L’économie du partage peut-elle remplacer le capitalisme ? On peut en douter. Tout d’abord, ses piliers actuels – le covoiturage ou la location – conviennent bien à de jeunes célibataires, urbains, en quête de rencontres nouvelles : elle est plus difficile à pratiquer quand on est chargé de famille ! Sa dimension militante est à la fois sa force et sa faiblesse. Elle possède le dynamisme de toute contre-culture ; mais dès lors qu’elle prend de l’ampleur, l’économie de partage a tendance à se métamorphoser et à se diluer dans l’économie de marché : ce fut le cas pour le mouvement des coopératives et mutuelles il y a deux siècles, qui étaient déjà les ancêtres de l’économie de partage. Enfin, l’économie de partage la plus populaire – celle des vide-greniers, d’Emmaüs , d’eBay, ou des Restos du cœur – est le produit d’une économie de crise : solidaire et conviviale, elle est destinée à soigner les plaies du capitalisme davantage qu’à le remplacer.
Questions :
- En quoi l’économie du partage renouvelle-t-elle le lien entre individu et collectif ?

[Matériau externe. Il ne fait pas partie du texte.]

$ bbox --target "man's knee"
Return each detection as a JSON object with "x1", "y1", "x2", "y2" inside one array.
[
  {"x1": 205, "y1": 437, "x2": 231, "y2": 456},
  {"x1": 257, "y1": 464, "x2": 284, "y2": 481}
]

- L’économie du partage constitue-t-elle une vraie rupture avec le capitalisme ou une simple adaptation ?
1Crowdfunding : terme anglais pour désigner un « financement participatif », essentiellement sur Internet.
2AMAP : Association pour le Maintien d’une Agriculture Paysanne (ou de Proximité). L’AMAP est contrat solidaire, basé sur un engagement financier des consommateurs, qui paient à l’avance la totalité de leur consommation sur une période définie. Ce système fonctionne donc sur le principe de la confiance et de la responsabilité du consommateur ; il représente une forme de circuit court de distribution. Le terme est déposé depuis 2003.
3 Économie de la fonctionnalité : l »offre ou la vente (à des entreprises, individus ou territoires), de l’usage d’un bien ou d’un service, et non du bien lui-même.